The author used HANA as the model for an in-memory column store and the product his company has developed as the model for an in-memory row-store.
But there are two concepts that were missed, I think.
First, HANA supports a columnar table type that supports the insert, update, and delete of rows as rows. This provides all of the architectural advantages of an in-memory row store for OLTP workloads. The hybrid notion means that after a row is transacted into the transient queue it moves to a columnar format in the background where it is available for analytics… and once moved the transient row is removed. If you run an analytic query against a table it will process against a snapshot using MVCC that exposes the majority of the data as columns and then picks up whatever records were still in the transient queue when the query started.
Note that this means that the compromise with the hybrid table is on the analytic side. Analytics gets 99% of the benefit of a column store (assuming that 99% of the data has been converted to column-orientation) and there is no compromise on the OLTP side. In the case where a mixed workload; analytics and OLTP are pounding the table we might expect that the analytics side might suffer more as more data will still be in a row orientation… and transactions will interfere some with the ability of HANA to fully optimize the use of processor caches for columnar analytics… but the transactions should fly.
This leads to my second point. For lots of good reasons HANA, Oracle, DB2, SQL Server and ASE are general purpose relational database systems. They solve for a wide range of query types and are not tightly tuned for just OLTP. It is a fact that you can build extremely powerful OLTP-tuned systems. They have been around for ages: Tandem Non-Stop and IBM TPF come to mind. But if you implement these then you have to replicate the data to satisfy operational reporting requirements and this introduces significant latency into your business processes.
Oracle, DB2, SQL Server and ASE effectively satisfy some operational reporting requirements, plus OLTP, against a single table instance. But the existence of separate data warehouse systems and operational data stores (ODS) are evidence that they cannot satisfy much without a replica and without significant latency. HANA changes the game here with its hybrid tables.
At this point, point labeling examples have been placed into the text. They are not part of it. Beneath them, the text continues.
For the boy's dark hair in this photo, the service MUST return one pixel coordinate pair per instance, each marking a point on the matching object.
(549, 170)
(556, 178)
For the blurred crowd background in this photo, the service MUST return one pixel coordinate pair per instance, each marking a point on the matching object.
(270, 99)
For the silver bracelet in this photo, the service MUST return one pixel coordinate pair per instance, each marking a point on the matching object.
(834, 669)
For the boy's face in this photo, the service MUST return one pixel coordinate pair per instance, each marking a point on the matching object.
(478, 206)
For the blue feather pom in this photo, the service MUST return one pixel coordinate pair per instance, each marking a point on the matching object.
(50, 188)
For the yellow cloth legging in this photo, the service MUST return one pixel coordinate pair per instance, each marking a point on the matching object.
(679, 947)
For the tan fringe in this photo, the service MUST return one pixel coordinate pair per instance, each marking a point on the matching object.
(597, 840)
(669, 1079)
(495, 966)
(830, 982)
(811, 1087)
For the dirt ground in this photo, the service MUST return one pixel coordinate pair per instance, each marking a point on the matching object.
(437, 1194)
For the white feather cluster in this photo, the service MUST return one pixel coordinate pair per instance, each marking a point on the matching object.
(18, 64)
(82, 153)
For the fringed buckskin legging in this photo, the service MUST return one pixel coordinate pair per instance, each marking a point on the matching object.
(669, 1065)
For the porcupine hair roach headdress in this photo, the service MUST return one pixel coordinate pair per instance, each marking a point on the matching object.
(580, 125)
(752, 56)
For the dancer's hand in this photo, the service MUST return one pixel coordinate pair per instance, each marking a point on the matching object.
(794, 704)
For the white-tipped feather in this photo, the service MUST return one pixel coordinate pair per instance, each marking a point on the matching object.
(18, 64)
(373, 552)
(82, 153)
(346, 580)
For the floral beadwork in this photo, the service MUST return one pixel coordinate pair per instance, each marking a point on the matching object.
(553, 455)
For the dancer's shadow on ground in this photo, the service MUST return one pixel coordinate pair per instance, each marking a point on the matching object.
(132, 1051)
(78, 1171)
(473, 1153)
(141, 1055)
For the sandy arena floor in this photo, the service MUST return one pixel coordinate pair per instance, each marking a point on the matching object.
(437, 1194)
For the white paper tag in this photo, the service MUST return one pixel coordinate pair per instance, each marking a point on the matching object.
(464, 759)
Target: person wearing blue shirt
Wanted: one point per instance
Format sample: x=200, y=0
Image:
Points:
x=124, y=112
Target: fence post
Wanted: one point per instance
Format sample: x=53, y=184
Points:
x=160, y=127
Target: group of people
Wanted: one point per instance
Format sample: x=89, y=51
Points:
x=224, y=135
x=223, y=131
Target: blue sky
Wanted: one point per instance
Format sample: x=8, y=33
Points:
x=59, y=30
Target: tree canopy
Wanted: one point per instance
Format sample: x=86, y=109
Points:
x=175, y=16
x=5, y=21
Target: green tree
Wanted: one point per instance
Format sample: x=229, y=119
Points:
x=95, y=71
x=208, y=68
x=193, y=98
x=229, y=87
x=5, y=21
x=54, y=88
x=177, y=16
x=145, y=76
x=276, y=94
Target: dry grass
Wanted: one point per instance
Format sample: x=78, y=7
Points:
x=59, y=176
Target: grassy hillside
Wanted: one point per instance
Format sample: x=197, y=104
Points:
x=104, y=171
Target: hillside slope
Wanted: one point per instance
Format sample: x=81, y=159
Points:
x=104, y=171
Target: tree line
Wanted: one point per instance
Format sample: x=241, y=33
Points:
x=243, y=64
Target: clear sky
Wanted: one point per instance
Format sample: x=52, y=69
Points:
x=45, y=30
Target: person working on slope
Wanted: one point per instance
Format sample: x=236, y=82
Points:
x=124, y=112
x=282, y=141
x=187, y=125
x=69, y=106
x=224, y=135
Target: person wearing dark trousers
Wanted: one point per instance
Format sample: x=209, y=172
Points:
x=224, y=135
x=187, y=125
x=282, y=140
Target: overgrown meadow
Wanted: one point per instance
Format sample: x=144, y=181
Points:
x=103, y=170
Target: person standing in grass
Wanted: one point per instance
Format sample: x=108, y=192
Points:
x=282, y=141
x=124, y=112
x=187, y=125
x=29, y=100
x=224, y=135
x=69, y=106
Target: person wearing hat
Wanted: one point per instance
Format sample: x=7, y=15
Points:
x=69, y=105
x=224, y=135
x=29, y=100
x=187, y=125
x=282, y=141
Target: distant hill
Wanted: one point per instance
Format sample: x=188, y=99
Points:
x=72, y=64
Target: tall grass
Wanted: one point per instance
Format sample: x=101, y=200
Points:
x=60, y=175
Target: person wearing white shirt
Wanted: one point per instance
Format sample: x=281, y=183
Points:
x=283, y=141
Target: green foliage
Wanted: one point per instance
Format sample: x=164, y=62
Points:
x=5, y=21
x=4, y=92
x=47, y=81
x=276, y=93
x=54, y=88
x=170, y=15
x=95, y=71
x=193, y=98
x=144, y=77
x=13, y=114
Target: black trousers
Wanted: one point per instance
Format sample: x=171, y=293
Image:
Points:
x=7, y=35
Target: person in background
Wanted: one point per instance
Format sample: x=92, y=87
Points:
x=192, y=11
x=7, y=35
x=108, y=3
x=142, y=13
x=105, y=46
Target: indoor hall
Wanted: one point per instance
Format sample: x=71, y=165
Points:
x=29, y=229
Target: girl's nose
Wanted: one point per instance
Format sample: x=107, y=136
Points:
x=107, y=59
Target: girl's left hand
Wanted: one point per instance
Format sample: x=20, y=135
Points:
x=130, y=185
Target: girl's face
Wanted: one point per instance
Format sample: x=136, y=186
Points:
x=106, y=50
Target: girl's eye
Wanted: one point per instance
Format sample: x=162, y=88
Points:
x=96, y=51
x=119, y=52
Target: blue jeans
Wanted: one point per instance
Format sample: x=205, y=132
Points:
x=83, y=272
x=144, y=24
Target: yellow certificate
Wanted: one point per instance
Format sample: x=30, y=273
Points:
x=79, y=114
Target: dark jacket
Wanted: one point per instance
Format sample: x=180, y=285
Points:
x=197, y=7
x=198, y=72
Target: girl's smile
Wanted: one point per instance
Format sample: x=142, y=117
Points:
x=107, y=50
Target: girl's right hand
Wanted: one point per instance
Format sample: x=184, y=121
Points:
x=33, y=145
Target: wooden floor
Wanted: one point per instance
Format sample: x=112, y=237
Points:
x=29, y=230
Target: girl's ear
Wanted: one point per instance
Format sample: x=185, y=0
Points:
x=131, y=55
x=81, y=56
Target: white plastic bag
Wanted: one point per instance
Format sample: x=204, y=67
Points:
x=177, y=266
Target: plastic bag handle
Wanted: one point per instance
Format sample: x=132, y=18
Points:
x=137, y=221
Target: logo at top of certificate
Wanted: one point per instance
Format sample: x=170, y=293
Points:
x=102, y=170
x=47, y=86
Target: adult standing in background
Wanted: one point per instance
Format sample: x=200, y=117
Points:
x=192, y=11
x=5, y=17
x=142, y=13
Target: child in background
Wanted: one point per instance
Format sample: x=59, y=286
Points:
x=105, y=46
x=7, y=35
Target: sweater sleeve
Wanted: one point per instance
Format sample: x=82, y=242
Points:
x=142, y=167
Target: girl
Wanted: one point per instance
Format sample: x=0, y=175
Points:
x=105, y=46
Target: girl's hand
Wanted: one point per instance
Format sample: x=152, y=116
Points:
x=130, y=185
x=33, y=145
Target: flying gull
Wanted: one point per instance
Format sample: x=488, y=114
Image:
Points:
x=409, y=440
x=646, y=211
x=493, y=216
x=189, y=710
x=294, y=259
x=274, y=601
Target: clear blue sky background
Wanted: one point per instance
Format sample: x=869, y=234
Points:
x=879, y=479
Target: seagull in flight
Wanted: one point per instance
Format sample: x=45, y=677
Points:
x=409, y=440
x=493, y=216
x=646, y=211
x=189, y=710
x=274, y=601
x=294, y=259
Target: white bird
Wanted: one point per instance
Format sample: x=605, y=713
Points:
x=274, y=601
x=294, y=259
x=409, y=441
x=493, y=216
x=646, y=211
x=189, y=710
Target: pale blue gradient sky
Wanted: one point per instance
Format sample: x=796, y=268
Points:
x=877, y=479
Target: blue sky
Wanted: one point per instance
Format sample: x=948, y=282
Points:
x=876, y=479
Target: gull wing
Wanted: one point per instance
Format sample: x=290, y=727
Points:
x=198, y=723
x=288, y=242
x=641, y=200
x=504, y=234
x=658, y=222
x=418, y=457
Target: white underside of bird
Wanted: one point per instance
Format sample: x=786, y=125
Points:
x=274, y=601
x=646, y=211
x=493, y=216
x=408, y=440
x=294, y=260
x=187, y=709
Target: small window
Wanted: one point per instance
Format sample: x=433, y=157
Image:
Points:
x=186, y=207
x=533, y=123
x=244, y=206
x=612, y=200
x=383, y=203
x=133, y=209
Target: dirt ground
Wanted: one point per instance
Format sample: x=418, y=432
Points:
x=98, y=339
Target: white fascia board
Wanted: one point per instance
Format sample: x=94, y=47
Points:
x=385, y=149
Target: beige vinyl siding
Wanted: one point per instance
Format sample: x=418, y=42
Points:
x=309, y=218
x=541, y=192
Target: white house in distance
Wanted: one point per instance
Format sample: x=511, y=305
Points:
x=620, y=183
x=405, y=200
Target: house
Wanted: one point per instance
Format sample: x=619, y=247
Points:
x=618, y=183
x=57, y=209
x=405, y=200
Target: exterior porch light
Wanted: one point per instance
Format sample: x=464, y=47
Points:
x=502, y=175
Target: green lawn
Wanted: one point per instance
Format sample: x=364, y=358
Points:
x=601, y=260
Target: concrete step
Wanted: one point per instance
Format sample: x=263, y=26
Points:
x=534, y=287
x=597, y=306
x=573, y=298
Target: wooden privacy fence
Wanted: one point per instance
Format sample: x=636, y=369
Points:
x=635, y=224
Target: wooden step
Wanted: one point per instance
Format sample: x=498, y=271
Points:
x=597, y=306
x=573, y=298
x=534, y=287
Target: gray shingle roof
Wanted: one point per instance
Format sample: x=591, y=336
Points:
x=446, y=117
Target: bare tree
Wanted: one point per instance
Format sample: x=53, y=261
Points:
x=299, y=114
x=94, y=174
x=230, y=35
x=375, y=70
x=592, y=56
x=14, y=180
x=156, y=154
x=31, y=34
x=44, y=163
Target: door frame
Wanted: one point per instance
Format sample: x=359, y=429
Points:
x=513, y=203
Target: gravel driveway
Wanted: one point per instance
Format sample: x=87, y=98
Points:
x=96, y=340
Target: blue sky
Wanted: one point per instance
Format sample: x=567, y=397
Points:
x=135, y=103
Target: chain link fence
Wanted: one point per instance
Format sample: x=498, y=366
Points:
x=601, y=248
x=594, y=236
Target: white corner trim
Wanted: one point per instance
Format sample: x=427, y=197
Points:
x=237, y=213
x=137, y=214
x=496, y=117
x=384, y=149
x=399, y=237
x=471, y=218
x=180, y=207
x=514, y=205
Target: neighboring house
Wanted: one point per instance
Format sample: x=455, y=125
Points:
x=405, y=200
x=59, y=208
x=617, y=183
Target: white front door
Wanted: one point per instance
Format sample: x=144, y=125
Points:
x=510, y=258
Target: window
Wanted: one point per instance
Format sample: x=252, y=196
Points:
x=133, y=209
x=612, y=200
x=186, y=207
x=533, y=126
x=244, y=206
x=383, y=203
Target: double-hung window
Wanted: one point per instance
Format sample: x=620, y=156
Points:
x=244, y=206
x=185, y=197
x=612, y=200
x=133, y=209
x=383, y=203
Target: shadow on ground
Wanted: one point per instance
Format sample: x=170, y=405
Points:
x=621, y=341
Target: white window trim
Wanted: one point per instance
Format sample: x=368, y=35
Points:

The author mentioned above might have done better to point out that his OLTP system is much more effective than the older OLTP players. He might point out that there is a spot for a high-volume OLTP product that does not carry the overhead of a general-purpose query engine. But the real question is: if you add the TCO of a specialized high-performance OLTP database plus the TCO of an ODS plus the TCO of a specialized data warehouse infrastructure; how will that compare to the TCO of one instance of HANA for OLTP and ODS and hot data DW plus something like Hadoop for colder data… with the HANA Smart Data Access facility making it all seem as one?